Emory University v. Nash

Head, Presiding Justice,

concurring specially. Under the provisions of the act of 1946 (Ga. L. 1946, p. 12; Code Ann. § 92-201), exemption from taxation of specified property, including funds held or used as an endowment, is granted to institutions of learning within the class specified in the body of the act. The body of the act is followed by three provisos. “The general purpose of a proviso, ... is to except the clause covered by it from the general provisions of a statute, or from some provisions of it, or to qualify the operation of the statute in some particular.” (Italics supplied.) Georgia R. & Bkg. Co. v. Smith, 128 US 174, 181 (9 SC 47, 32 LE 377). The first proviso is to the effect that endowments shall not be invested in real estate; admittedly, this proviso is not in issue *324here. The second and third provisos purport to relate back to the body of the act, and their construction and proper application is before this court for determination.

The act of 1946 follows the constitutional provision incorporated in the Constitution of 1945, Art. VII, Sec. I, Par. IV (Code Ann. § 2-5404). The question therefore arises, what was the intent in the adoption of the constitutional exemption from taxation here involved? “The object of construction, as applied to a written constitution, is to give effect to the intent of the people in adopting it. . . If different portions seem to conflict, the courts must harmonize them if practicable, and must lean in favor of a construction which will render every word operative, rather than one which makes some idle and nugatory.” Wellborn v. Estes, 70 Ga. 390, 397.

The second proviso limits the exemption from taxation to such institutions of learning “as are open to the general public.” The intent and purpose of this second proviso is not definite, but uncertain. The requirement that the exempted institutions of learning must be “open to the general public” is without limitation or qualification. It can not be debated but that the term “general public” includes all of the public, many thousands of whom would be unfit to seek instruction at the college level by reason of extreme youth, extreme age, poor health, or by reason of total lack of preparation essential to satisfactory accomplishment at the college level. The term “open to the general public” therefore means, and could mean, only those qualified students acceptable to and approved by the admissions authority of the school or college. This construction accords with the charter of Emory University, since no limitation is imposed therein as to the admission of students.

The third proviso, “that all endowments to institutions established for white people, shall be limited to white people, and all endowments to institutions established for colored people, shall be limited to colored people,” is ambiguous, vague, and uncertain, as to the intent of its application. Does this proviso, properly construed, mean that colleges and other institutions of learning might use all grounds, buildings, furnishings, tuitions, fees, and income from all sources for the benefit of all students who might be accepted, without regard to color or race, and not *325endanger the exemption from taxation granted in the body of the act, excepting only an existing endowment? Or would use of a part of the endowment for students other than those for whom the college was established subject all property to taxation? If taxation is to be applied to endowments only in instances where the college or,institution of learning is open to the general public, would taxation apply only to so much of the endowment as might be used annually, or would the total of the endowment be subject to taxation, if any part should be used other than for the benefit of students for whose benefit the college was established? Nothing is said in the third proviso about income on endowments. Assuming that there is no encroachment on the corpus of the fund composing the endowment, would the interest or income from the endowment be exempt from taxation regardless of its use, since it is not mentioned in the proviso, or would the income only, being the only part used, be subject to taxation?

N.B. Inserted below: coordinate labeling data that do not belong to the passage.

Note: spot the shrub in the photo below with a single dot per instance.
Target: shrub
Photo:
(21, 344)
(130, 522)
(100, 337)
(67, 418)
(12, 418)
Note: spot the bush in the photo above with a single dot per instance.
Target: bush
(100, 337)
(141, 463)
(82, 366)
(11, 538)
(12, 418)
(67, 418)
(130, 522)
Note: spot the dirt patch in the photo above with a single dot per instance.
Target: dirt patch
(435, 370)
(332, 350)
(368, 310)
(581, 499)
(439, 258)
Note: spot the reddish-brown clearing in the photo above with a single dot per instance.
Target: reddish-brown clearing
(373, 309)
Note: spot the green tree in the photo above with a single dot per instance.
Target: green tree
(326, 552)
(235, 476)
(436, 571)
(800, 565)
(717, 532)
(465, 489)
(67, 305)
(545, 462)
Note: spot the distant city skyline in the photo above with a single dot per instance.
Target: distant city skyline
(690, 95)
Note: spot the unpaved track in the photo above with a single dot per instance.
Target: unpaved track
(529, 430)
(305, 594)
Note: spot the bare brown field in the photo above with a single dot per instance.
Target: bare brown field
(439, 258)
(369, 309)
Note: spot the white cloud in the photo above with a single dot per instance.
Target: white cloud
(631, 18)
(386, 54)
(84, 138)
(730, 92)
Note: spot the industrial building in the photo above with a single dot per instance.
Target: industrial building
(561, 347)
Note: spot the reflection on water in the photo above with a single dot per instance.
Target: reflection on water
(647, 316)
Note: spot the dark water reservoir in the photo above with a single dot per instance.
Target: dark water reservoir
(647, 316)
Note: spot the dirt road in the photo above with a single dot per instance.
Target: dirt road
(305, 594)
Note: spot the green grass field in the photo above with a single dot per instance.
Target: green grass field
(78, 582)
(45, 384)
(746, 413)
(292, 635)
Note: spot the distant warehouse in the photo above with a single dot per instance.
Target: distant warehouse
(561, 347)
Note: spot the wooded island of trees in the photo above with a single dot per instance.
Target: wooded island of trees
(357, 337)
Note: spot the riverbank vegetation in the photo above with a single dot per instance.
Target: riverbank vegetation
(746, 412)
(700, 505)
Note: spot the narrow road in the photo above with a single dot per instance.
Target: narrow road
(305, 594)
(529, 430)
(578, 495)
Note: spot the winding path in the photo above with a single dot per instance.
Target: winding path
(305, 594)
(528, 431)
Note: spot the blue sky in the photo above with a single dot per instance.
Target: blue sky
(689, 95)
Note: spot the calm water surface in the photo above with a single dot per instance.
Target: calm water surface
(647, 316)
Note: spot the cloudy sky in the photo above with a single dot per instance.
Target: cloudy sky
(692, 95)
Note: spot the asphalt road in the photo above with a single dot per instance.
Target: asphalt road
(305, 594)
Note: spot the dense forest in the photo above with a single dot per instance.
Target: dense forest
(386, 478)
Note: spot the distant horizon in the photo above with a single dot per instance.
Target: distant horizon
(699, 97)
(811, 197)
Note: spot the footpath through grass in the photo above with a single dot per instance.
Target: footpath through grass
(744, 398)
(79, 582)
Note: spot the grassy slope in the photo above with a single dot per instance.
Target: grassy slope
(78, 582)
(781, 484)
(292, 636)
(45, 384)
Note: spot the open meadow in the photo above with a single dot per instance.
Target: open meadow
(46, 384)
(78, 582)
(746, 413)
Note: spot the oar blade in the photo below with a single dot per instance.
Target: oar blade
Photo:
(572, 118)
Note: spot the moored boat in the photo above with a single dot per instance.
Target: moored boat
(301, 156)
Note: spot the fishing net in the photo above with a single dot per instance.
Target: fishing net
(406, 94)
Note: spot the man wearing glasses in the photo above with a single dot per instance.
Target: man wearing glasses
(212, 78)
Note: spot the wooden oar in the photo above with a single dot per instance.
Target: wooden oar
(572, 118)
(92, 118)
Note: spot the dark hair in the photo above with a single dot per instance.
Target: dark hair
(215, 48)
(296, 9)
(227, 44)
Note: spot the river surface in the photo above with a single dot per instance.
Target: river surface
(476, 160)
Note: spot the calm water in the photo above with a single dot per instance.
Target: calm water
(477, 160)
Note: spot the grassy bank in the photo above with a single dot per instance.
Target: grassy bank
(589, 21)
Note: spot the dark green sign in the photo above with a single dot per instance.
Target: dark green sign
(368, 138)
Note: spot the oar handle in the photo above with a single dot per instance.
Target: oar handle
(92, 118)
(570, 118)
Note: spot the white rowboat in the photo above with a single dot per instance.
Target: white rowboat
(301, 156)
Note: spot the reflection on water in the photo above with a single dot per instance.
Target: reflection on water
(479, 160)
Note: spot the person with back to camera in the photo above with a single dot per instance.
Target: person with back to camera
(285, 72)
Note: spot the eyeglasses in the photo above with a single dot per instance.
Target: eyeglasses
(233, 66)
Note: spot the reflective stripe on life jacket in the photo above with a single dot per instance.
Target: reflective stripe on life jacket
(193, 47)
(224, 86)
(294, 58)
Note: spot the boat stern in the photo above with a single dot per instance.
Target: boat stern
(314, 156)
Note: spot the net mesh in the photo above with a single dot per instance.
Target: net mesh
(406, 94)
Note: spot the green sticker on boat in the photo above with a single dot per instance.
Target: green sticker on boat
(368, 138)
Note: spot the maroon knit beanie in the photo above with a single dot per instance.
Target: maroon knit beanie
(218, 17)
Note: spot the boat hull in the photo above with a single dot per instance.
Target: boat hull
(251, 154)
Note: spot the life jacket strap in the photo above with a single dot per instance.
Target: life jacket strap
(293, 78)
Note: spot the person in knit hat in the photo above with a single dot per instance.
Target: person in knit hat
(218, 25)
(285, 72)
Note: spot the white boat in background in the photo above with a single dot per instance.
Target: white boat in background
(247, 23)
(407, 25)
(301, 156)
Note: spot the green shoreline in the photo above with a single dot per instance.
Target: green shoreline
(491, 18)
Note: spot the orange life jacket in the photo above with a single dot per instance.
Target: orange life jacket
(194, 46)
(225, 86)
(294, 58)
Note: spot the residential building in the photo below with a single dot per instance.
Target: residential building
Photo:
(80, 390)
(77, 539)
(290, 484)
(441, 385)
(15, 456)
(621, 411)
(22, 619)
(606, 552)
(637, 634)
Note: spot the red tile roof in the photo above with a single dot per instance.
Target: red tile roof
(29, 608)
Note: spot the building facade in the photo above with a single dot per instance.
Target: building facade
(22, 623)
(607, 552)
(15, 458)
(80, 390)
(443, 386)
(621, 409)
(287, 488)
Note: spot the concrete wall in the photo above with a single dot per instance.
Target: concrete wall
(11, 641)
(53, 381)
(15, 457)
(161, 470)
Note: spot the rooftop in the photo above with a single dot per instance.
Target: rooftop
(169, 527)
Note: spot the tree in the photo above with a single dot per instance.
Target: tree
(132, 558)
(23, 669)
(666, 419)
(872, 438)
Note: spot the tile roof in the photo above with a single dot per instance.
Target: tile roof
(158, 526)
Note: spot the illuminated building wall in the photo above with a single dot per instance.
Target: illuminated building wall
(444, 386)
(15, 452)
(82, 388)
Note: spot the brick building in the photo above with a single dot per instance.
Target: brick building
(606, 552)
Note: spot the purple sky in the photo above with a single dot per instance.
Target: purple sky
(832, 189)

While other illustrations might be suggested to demonstrate the vagueness and uncertainty of the third proviso, the foregoing is sufficient to demonstrate uncertainty to such extent as to totally defeat the purported limitation on the use of endowments. Especially is this true since the body of the act exempts both endowments and all “intangible personal property owned or irrevocably held in trust.” At the time the constitutional exemption was granted and the tax exemption statute enacted pursuant thereto, money was included in the legal definition of intangible personal property. Code Ann. § 92-113. While an endowment might exist in property other than money, the income therefrom would be payable in money or its equivalent. The third proviso being incapable of any legal construction as applicable to the exemption from taxation, and being otherwise in conflict with the body of the act, if construed as limiting the exemption granted, the proviso must fall, and the body of the act must prevail. Penick v. High Shoals Mfg. Co., 113 Ga. 592 (38 SE 973).

I concur in the majority view that Emory University may consider the applications of students without regard to color or race and may accept students pursuant to its standards and requirements, without endangering its exemption from taxation as an educational institution. I concur in the judgment of reversal.